The results show that amino acid composition properties were generally less helpful to estimate the purification propensity whereas amino acid physicochemical properties, secondary structures and dynamic properties were more useful, and dynamic properties were more promising. Therefore several types of protein properties can serve to determine purification propensity of proteins, and have the potential to reduce the cost and to speed up the production in microbiological and biotechnical fields.

The demand for proteins with special purposes increases significantly, for example, special proteins are in good need in development of sensitive, specific and reliable differential diagnostic assays.
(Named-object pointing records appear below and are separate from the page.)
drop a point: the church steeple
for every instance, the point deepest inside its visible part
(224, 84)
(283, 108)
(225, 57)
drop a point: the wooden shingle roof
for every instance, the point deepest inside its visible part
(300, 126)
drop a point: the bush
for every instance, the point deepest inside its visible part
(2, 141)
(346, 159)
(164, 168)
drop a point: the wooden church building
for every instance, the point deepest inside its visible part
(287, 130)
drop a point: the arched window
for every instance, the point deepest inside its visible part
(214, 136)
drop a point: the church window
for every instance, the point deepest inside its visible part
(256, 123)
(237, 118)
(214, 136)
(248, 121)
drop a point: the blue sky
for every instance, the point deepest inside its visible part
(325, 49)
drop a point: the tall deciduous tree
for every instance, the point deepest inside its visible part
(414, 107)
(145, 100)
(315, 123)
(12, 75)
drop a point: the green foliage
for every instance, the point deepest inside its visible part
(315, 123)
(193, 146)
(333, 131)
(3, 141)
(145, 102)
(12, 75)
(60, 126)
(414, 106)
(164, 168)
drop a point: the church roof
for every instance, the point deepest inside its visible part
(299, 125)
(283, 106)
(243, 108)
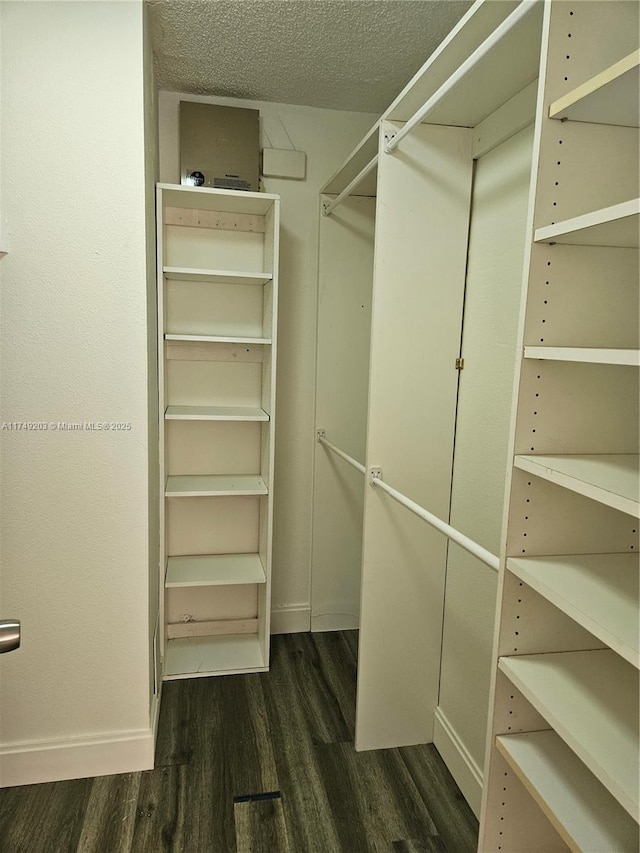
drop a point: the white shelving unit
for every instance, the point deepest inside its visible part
(593, 355)
(598, 591)
(217, 297)
(611, 479)
(562, 749)
(582, 811)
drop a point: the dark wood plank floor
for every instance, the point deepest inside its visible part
(262, 763)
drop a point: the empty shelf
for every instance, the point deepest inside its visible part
(611, 226)
(224, 653)
(591, 700)
(611, 479)
(214, 570)
(216, 276)
(218, 339)
(214, 486)
(581, 809)
(611, 97)
(224, 201)
(599, 591)
(215, 413)
(591, 355)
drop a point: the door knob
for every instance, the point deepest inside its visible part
(9, 635)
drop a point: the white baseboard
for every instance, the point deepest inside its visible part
(334, 622)
(459, 760)
(78, 758)
(291, 619)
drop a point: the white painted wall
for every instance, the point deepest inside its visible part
(344, 331)
(74, 510)
(327, 137)
(492, 301)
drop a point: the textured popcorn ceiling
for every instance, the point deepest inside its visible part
(339, 54)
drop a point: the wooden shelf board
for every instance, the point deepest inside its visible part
(611, 97)
(611, 479)
(617, 226)
(225, 201)
(590, 698)
(214, 570)
(216, 276)
(598, 591)
(223, 654)
(586, 816)
(214, 486)
(215, 413)
(591, 355)
(218, 339)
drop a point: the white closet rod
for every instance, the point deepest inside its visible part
(328, 207)
(354, 463)
(508, 24)
(450, 532)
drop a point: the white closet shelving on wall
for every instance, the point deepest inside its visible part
(217, 309)
(563, 753)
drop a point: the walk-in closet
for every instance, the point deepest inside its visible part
(320, 484)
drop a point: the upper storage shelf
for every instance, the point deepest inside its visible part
(591, 700)
(611, 226)
(611, 479)
(611, 97)
(216, 276)
(214, 485)
(586, 355)
(223, 201)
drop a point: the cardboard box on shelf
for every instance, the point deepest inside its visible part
(219, 146)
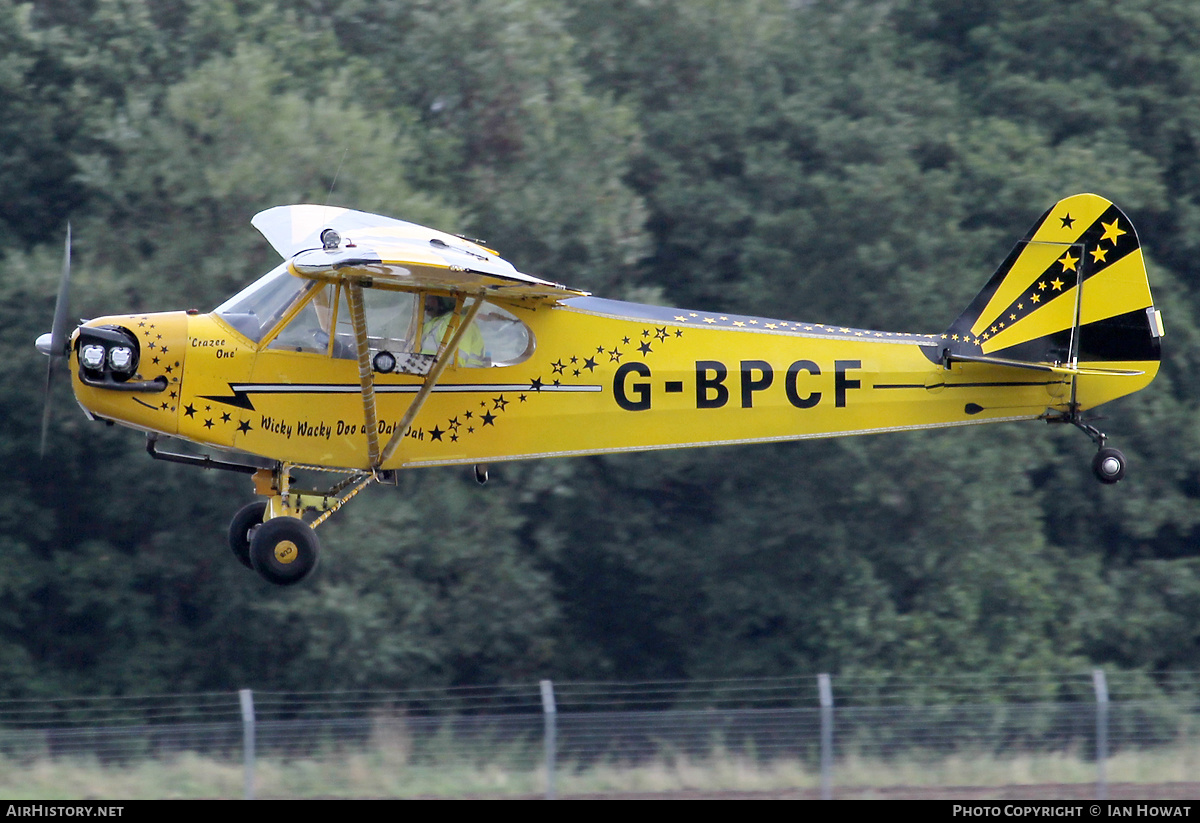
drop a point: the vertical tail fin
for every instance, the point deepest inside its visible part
(1073, 292)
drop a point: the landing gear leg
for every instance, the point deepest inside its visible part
(268, 534)
(1109, 464)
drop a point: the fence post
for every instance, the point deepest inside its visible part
(1102, 733)
(550, 718)
(247, 740)
(826, 690)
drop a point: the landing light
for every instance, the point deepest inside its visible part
(93, 356)
(120, 358)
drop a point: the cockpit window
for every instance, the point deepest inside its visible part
(507, 340)
(402, 323)
(259, 306)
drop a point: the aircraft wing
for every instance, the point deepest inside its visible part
(377, 250)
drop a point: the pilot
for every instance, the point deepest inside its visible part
(438, 313)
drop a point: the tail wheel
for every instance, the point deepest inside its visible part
(1109, 466)
(285, 551)
(240, 527)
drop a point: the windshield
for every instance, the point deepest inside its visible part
(259, 306)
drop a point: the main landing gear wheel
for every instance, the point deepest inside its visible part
(285, 551)
(246, 518)
(1109, 466)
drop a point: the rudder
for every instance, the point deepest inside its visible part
(1072, 293)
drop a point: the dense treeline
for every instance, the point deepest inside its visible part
(864, 162)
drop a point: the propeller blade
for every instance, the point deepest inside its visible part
(58, 336)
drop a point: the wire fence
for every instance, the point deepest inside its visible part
(829, 737)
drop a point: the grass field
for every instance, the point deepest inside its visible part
(387, 773)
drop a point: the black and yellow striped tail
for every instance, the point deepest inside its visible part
(1072, 298)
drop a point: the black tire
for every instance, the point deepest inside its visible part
(246, 518)
(1109, 466)
(285, 551)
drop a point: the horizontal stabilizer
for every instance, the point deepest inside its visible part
(1056, 368)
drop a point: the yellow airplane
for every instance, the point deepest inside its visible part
(379, 346)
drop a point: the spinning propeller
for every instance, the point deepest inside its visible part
(55, 343)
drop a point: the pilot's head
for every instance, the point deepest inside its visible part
(438, 305)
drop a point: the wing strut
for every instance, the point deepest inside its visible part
(447, 352)
(366, 376)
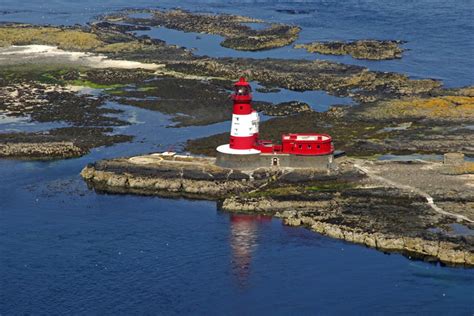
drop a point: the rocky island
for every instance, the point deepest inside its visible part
(361, 49)
(70, 76)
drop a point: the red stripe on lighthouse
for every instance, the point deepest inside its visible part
(247, 142)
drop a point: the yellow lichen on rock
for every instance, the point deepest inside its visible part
(448, 107)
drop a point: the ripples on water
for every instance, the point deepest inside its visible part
(67, 250)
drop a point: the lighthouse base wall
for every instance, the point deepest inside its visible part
(248, 162)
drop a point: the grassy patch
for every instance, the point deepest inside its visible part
(93, 85)
(69, 39)
(279, 191)
(331, 186)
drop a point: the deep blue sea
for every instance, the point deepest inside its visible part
(66, 250)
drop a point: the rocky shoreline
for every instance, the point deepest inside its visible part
(345, 204)
(361, 49)
(237, 34)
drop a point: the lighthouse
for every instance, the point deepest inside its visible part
(246, 151)
(244, 129)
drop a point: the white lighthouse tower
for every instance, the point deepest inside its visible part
(244, 130)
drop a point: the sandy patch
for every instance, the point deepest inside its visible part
(44, 54)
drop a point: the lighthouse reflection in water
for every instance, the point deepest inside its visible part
(244, 241)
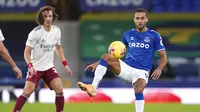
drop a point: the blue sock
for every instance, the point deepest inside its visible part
(139, 96)
(103, 63)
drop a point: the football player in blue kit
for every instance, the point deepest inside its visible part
(141, 43)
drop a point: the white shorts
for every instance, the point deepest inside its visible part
(130, 74)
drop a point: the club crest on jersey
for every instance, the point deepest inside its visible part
(147, 39)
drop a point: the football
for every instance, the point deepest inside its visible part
(117, 49)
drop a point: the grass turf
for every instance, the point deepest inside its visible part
(102, 107)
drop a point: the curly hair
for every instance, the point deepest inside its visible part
(40, 18)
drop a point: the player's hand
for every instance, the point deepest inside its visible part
(32, 71)
(68, 70)
(17, 72)
(156, 74)
(91, 66)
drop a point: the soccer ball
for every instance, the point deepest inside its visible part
(117, 49)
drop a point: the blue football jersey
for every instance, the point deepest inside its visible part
(141, 47)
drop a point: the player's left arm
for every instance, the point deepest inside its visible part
(60, 53)
(163, 57)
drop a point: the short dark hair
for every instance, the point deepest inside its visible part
(141, 10)
(40, 18)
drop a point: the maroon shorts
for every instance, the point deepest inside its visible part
(47, 76)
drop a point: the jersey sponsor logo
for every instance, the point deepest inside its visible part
(139, 45)
(147, 39)
(47, 48)
(132, 38)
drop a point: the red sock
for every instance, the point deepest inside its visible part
(20, 102)
(59, 102)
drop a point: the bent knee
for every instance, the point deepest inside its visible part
(139, 90)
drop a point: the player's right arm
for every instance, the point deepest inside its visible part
(27, 52)
(6, 56)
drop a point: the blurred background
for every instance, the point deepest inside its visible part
(89, 26)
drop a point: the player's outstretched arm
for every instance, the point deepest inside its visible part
(92, 66)
(163, 61)
(6, 56)
(61, 55)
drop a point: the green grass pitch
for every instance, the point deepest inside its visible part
(102, 107)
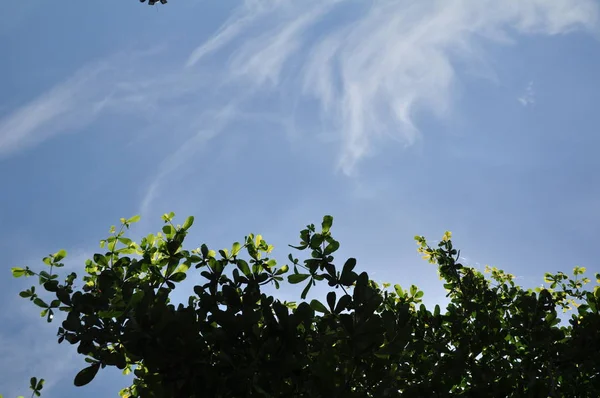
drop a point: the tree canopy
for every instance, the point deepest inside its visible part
(232, 339)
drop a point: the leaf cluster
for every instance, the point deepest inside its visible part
(232, 339)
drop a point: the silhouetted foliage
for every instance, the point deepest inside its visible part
(231, 339)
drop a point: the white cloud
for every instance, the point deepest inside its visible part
(371, 73)
(528, 97)
(369, 66)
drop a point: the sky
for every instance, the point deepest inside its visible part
(399, 118)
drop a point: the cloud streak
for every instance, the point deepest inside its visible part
(528, 97)
(368, 67)
(372, 72)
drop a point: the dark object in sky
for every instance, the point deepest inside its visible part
(152, 2)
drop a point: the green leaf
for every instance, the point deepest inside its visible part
(331, 247)
(413, 290)
(168, 230)
(327, 223)
(188, 223)
(18, 272)
(306, 289)
(318, 306)
(59, 255)
(399, 290)
(235, 249)
(243, 266)
(86, 375)
(178, 277)
(297, 278)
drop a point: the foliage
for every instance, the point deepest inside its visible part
(231, 339)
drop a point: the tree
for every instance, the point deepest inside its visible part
(231, 339)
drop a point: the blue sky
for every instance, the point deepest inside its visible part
(396, 117)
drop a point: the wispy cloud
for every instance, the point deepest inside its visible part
(372, 72)
(528, 97)
(369, 67)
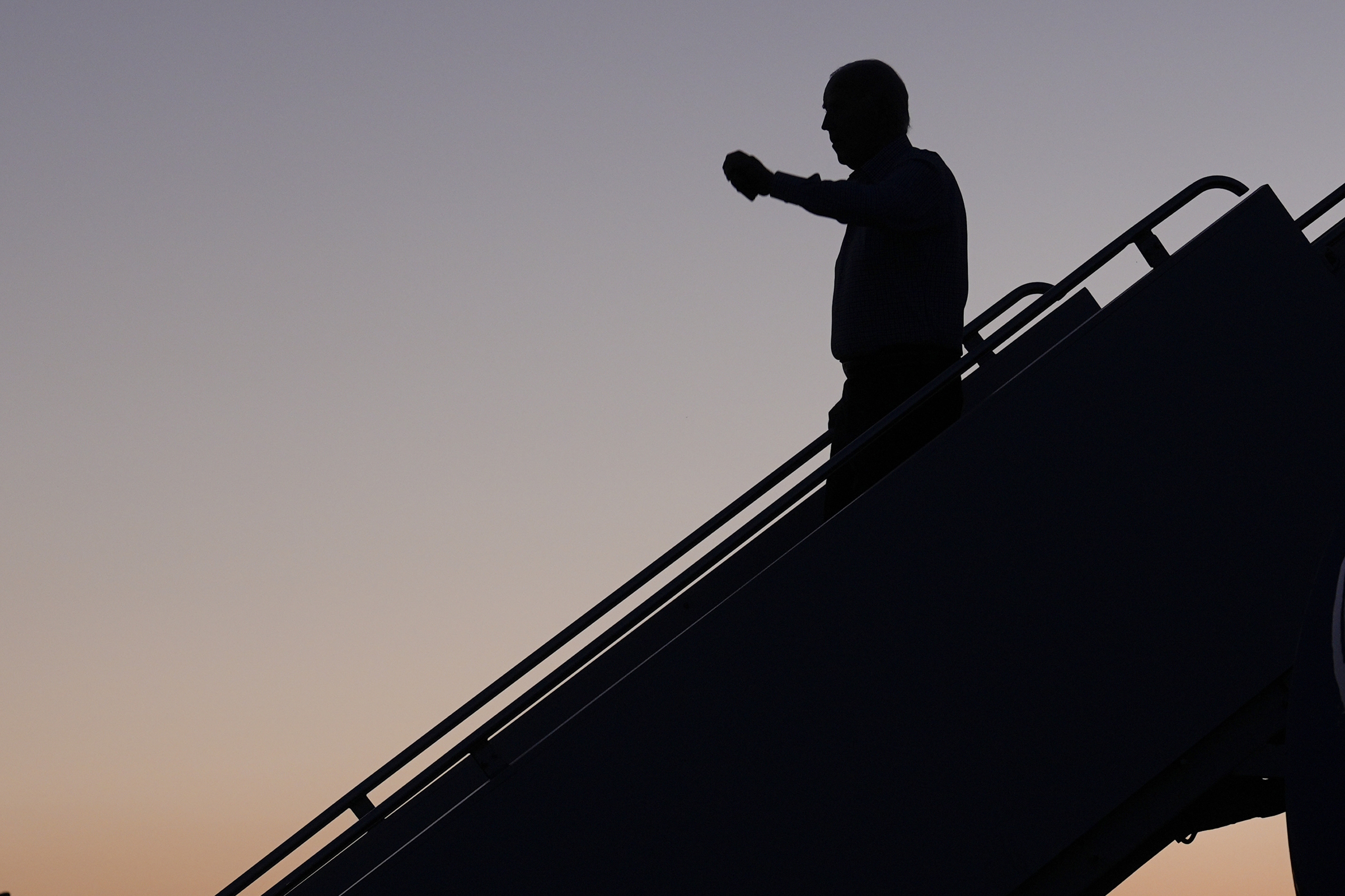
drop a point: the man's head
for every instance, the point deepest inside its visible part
(866, 108)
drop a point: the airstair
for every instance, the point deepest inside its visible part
(1052, 642)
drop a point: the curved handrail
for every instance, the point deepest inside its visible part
(369, 815)
(972, 333)
(1321, 207)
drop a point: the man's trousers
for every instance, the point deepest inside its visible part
(873, 387)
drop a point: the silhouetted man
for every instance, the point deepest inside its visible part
(901, 275)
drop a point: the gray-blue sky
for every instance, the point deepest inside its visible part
(348, 350)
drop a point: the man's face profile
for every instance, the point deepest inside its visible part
(853, 123)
To meet such huge demand, proteins of interest can be expressed in either prokaryotic or eukaryotic cells, like Escherichia coli, to produce recombinant proteins. However, this is not an easy task and is often costly. Purification of recombinant proteins from plant biomass currently accounts for almost 80% of production cost.

In order to develop an efficient and cost-effective purification scheme, many efforts have been made and much has been achieved in finding the factors that affect protein purification. At codon optimization level, N-terminal rare codons increase expression with some reservation. At protein terminal level, hydrophilicity of histidine tag enhances the high solubility of expressed recombinant fusion proteins. At protein level, polyhedrin is used as a carrier protein to facilitate antigen purification.